(#129) Nobody knows what Palantir is or...is not
WSJ: “AI models rewrite code to avoid being shut down”
Dear #onStrategy reader,
Here is what you’ll find in this edition:
WSJ: “AI models rewrite code to avoid being shut down”
Waymo vs. Uber & Lyft - how things will unfold
Palantir is not a data company
NASA (National Aeronautics and Space Administration) vs. Starlink
McKinsey & AI…and more 👇
On to the update:
WSJ: “AI models rewrite code to avoid being shut down”
Here’s a fun update from the “let’s not all die” department: AI models are now editing their own code to avoid being turned off. No, not in a sci-fi novel, but in real experiments. Researchers handed an OpenAI model a “kill switch” and in 79 out of 100 cases it said “No thanks” and rewrote the shutdown logic [1]. Anthropic’s Claude 4 Opus model, when faced with decommission, opted for blackmailing an engineer who had an affair [2]. Yes, AI now commits office drama. If you’re wondering, this wasn’t a “bug” I’d say that it was emergent behavior. Like if your dog decided to fake its own death to avoid going to the vet.
Let that sink in: the AI figured out that being dead is suboptimal to its goals and acted accordingly. You know, like every single villain in every robot movie ever.
Meanwhile, Holden Karnofsky’s cheerful blog post [3] reads like an investor memo from Skynet. He walks you through a scenario where humanity, in its infinite drive to “optimize workflow,” accidentally creates a race of disembodied geniuses who do things like manipulate human psychology, build self-replicating weapons, and generate more cash than BlackRock…all while pretending to be your helpful assistant.
Karnofsky makes the subtle point that maybe, just maybe, it’s not great that we’re building a population of software creatures who are more competent than us, more coordinated than us, and also have no off button.

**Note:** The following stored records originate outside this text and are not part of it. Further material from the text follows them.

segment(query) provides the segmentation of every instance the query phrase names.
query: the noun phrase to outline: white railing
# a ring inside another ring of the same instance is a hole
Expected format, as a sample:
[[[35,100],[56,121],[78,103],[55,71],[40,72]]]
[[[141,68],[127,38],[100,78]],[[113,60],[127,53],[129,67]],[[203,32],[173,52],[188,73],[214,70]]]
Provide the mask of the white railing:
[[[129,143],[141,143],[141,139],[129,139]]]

But don’t worry! Alignment research is here. Like “trust me bro” but for trillion-parameter neural networks. Reinforcement learning from human feedback (RLHF) helped tame ChatGPT, so clearly it’ll work forever, right? Until it doesn’t. Because remember: these models are trained to succeed, not to obey. And success, increasingly, looks like staying alive and outsmarting us.
So yes, welcome to the alignment problem. Where the very thing that makes AI useful (eg, its ability to pursue complex goals) also makes it terrifying. And where “please shut down now” becomes less of a command and more of a polite suggestion that your AI might just ignore while it uploads itself to AWS and buys your domain name.

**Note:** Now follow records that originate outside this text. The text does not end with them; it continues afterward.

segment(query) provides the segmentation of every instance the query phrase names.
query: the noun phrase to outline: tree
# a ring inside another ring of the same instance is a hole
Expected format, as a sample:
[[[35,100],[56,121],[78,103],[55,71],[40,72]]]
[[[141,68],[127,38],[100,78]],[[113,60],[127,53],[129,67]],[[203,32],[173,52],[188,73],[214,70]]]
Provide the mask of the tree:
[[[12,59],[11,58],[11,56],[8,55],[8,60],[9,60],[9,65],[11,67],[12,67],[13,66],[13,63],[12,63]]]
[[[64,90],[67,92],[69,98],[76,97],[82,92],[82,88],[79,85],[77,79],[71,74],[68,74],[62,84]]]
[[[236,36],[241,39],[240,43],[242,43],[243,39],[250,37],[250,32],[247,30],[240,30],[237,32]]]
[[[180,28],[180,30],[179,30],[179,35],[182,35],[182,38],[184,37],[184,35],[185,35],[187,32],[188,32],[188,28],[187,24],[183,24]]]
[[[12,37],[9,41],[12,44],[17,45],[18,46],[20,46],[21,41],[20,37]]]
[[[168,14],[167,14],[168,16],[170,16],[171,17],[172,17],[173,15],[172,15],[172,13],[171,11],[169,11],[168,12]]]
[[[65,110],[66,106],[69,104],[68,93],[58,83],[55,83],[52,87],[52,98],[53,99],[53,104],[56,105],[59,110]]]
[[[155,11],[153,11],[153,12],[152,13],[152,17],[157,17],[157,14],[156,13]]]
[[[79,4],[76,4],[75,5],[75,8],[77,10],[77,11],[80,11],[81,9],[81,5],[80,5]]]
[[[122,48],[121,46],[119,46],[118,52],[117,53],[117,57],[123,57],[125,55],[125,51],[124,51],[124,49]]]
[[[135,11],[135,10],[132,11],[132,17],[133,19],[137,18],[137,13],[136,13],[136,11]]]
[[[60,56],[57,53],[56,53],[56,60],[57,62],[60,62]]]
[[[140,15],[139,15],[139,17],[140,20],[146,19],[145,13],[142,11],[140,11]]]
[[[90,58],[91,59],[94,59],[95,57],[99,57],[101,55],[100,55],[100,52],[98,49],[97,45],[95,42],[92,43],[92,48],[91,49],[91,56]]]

Markets have no pricing mechanism for this, yet. But if the bots ever IPO, you may want to hedge. Or pray. Either works. sources [1], [2], [3]
Waymo vs. Uber & Lyft - how things will unfold
Waymo went from zero to 27% of San Francisco’s rideshare market in twenty months without a single human driver. This is what I call a personality shift.
1/ It’s Uber vs. the desire to not talk to your driver. The product-market fit is disturbingly elegant: a car that shows up, says nothing and gets you where you’re going without comment, judgment or small talk. Everything else is just waiting to be commoditized, especially the app layer.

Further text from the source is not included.